Av. Aydın:  Talepler Türkiye’nin yasal düzenlemelerine uygun taleplerdir 
 
Diyarbakır Barosu Yönetim Kurulu Üyesi Av. Cihan Aydın ise yaşananların hukuki boyutuna ilişkin değerlendirmede bulundu. Bu güne değin gelinen sürecin çok da dışında söylenebilecek pek bir şeylerinin bulunmadığını ifade eden Aydın, geçen her saniyede müvekkillerinin gözlerinin önünde eriyip gitmesine tanıklık ettiklerini ifade etti. Ölümleri izlemenin çok zor bir durum olduğunu vurgulayan Aydın, “Artık müvekkilimiz ile görüşemiyoruz. Görüşe gelecek takatleri yok. İkinci ağızlardan bilgi almaya çalışıyoruz. Baro olarak hukukçu olarak sivil toplum örgütleri olarak çok ta yapacak bir şeyimiz yok. Müvekkillerin durumu gözlemlemekten ya da durumlarını öğrenmekten başka yaptığımız bir şey yok. Taleplerin hepsi Türkiye’nin yasal düzenlemelerine uygun taleplerdir.
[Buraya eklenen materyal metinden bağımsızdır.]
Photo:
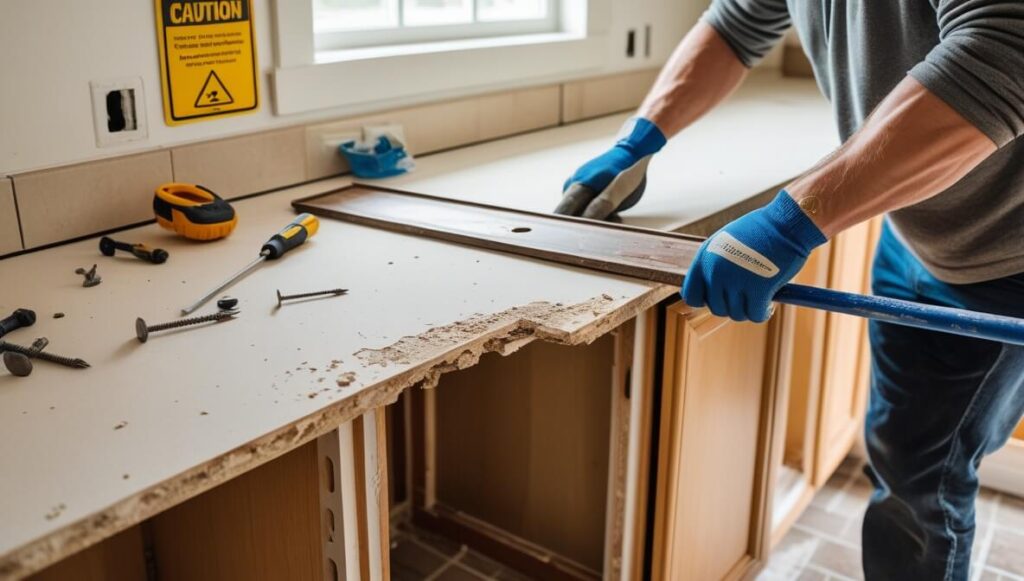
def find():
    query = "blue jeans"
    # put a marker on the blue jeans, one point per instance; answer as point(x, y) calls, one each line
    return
point(939, 404)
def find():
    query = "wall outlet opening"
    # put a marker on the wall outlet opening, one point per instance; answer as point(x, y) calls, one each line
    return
point(119, 111)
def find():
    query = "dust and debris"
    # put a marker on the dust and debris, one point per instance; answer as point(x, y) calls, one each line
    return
point(56, 511)
point(528, 320)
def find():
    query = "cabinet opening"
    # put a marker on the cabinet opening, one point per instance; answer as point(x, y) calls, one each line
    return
point(511, 460)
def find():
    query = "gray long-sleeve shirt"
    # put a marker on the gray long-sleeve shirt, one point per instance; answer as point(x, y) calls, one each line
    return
point(969, 52)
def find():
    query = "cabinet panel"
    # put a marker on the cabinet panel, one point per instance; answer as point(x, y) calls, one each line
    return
point(117, 558)
point(844, 382)
point(263, 525)
point(714, 440)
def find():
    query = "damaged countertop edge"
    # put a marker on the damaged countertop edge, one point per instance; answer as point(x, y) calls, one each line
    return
point(504, 339)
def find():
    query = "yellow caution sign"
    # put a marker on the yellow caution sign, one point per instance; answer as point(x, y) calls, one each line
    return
point(207, 58)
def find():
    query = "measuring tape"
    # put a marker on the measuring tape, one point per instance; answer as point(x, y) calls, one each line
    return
point(194, 211)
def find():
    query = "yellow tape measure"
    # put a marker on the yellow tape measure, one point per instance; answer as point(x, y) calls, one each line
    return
point(194, 211)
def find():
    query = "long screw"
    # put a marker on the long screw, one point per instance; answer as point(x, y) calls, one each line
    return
point(43, 356)
point(142, 330)
point(284, 297)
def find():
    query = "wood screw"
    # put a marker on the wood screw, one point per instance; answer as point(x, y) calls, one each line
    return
point(142, 330)
point(42, 356)
point(284, 297)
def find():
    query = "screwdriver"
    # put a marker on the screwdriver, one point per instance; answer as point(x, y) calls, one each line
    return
point(300, 230)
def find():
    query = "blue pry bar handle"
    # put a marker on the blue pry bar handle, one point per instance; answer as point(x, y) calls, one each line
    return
point(944, 319)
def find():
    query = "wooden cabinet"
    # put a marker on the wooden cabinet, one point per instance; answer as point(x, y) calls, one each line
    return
point(717, 412)
point(844, 375)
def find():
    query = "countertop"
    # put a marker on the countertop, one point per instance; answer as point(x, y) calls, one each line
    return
point(87, 453)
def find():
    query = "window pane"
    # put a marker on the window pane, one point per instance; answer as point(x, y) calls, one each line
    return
point(512, 9)
point(422, 12)
point(354, 14)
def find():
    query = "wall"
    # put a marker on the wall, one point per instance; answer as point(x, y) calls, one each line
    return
point(52, 49)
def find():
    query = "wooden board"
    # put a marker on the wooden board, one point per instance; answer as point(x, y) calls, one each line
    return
point(617, 249)
point(150, 426)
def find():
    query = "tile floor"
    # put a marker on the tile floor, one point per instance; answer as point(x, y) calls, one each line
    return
point(824, 544)
point(418, 555)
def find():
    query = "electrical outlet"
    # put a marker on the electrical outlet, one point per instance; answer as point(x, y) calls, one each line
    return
point(119, 111)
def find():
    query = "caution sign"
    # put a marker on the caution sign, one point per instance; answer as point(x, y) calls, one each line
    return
point(207, 58)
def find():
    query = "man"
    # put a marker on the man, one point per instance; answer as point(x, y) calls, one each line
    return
point(929, 97)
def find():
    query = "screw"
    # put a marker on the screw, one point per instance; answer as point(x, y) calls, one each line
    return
point(91, 279)
point(20, 318)
point(156, 255)
point(31, 351)
point(142, 330)
point(284, 297)
point(19, 365)
point(227, 303)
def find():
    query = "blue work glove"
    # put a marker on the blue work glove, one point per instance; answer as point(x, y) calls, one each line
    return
point(737, 272)
point(615, 179)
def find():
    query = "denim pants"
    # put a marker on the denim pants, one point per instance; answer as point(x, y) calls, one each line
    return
point(939, 403)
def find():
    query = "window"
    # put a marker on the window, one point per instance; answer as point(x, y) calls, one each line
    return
point(352, 24)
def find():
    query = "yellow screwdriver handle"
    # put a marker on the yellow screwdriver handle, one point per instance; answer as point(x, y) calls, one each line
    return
point(292, 236)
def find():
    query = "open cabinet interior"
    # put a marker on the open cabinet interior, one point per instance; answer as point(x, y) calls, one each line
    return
point(513, 457)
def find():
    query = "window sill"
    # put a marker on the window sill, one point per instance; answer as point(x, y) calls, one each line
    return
point(436, 47)
point(354, 80)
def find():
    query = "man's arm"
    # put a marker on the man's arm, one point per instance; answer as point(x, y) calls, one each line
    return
point(701, 72)
point(956, 108)
point(708, 65)
point(911, 148)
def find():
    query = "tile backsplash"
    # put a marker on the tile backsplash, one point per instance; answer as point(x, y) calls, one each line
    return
point(59, 204)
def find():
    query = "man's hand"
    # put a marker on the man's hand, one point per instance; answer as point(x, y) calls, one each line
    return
point(737, 272)
point(615, 179)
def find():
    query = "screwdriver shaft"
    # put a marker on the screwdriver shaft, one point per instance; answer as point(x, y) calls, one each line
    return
point(233, 279)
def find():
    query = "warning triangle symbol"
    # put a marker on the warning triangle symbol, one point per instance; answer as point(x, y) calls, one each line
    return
point(213, 93)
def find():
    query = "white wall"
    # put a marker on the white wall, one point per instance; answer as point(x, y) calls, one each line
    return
point(51, 49)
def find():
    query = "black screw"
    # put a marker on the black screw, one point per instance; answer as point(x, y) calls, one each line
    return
point(227, 303)
point(142, 330)
point(42, 356)
point(284, 297)
point(91, 279)
point(19, 365)
point(156, 255)
point(20, 318)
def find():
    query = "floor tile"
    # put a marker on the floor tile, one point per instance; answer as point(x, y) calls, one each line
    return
point(1007, 552)
point(479, 563)
point(1011, 512)
point(811, 575)
point(840, 558)
point(456, 573)
point(441, 544)
point(790, 555)
point(821, 521)
point(410, 556)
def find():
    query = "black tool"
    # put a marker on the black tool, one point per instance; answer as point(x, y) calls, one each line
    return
point(156, 255)
point(20, 318)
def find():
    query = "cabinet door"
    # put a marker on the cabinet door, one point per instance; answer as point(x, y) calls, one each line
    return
point(717, 416)
point(845, 377)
Taleplerin kabul edilmemesine ilişkin bir direnç varsa bu da hükümetin direncidir” diye kaydetti.
 
Teker: Hükümet için bedeli ağır olur
 
Cezaevinde bulunan tutsaklar ve aileleri adına kısa bir değerlendirmede bulunan TUHAD-FED Başkan Zübeyde Teker ise hükümetin açlık grevleri ile ilgili sessizliği ve olası müdahalelere ilişkin tartışmalara dikkat çekerek, “Biz yoldaşlarımızın taleplerini meşru buluyoruz. Olabilecek her hangi bir müdahalede gerçekten hükümetin böylesi bir müdahale için planları olduğu yönünde duyumlarımız var. Hükümeti uyarıyoruz; yapılacak bir müdahalenin sonucunu ve bedelini hep birlikte ödemek zorunda kalacağız. Tabi bunun en ağır bedelini hükümet ödeyecektir” dedi.